Dead or dying: the importance of time in cytotoxicity assays using arsenite as an example

• Published in: Toxicology and applied pharmacology Vol. 202; no. 1; pp. 99 - 107
• Main Authors: Komissarova, Elena V., Saha, Sam K., Rossman, Toby G.
• Format: Journal Article
• Language: English
• Published: San Diego, CA Elsevier Inc 2005; Elsevier
• Subjects: Apoptosis; Apoptosis - drug effects; Arsenite; Arsenites - toxicity; Biological and medical sciences; Caspase 3; Caspases - metabolism; Cell Line, Tumor; Cell Survival - drug effects; Cell viability; Cytotoxicity; Enzyme Activation - drug effects; Human osteosarcoma cells; Humans; L-Lactate Dehydrogenase - secretion; Medical sciences; Necrosis; Proliferation; Time Factors; Toxicology; Human osteosarcoma cells; Caspase 3; Cytotoxicity; Cell viability; Proliferation; Arsenite; Apoptosis; Necrosis; Human; Cell proliferation; Sarcoma; Enzyme; Cytotoxicity test; Cysteine endopeptidases; Diseases of the osteoarticular system; Malignant tumor; Arsenites; Osteoarticular system; Peptidases; Cell death; Osteosarcoma; Hydrolases; Bone; Viability
• ISSN: 0041-008X; 1096-0333
• DOI: 10.1016/j.taap.2004.06.010

Arsenite is a toxicant and environmental pollutant associated with multisite neoplasias and other health effects. The wide range of doses used and the claims that some high doses are “not toxic” in some assays have confounded studies on its mechanism of action. The purpose of this study is to determine whether the treatment time and particularly the duration between treatment and assay are important factors in assessing arsenite toxicity. We compared three commonly used assays: 3-(4,5-dimethylthiazol-2-yl)-2,5-diphenyltetrazolium bromide (MTT), neutral red (NR), and clonal survival, using human osteogenic sarcoma (HOS) cell line U-2OS. Results from the assays were well correlated only when the factor of time was taken into account.
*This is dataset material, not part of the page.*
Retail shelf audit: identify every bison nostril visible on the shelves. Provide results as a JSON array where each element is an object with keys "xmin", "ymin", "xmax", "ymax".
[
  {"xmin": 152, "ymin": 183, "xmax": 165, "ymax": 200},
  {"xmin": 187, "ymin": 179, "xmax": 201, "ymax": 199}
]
In both the MTT and NR assays, exposure to arsenite for 24 h induced much less toxicity than exposure for 48 or 72 h, which gave similar results. In contrast, results in clonal survival assays showed only a small difference between 24-h exposure and longer exposure times. Arsenite demonstrated delayed cytotoxicity, killing the cells even after its removal from the medium in NR assay. Apoptosis was assessed by TUNEL staining and caspase-3 activation. After treatment for 24 h with 0.1 and 1 μM arsenite, no apoptosis was seen. However, after an additional 24 h in arsenite-free medium, a small amount of apoptosis could be detected, and much more apoptosis was seen after 48 h. In contrast, 10 μM arsenite triggered rapid necrosis and failed to activate caspase 3 or cause TUNEL staining. We also confirmed previous reports that exposure to low concentrations of arsenite caused transient stimulation of cell growth. Our finding of delayed toxicity by arsenite suggests that to avoid underestimation of toxicity, the duration between treatment and assay should be taken into account in choosing appropriate doses for arsenite as well as for other toxicants that may show similar delayed toxicity. The NR and MTT assays should be performed only after an interval of at least 48 h after a 24-h exposure to arsenite.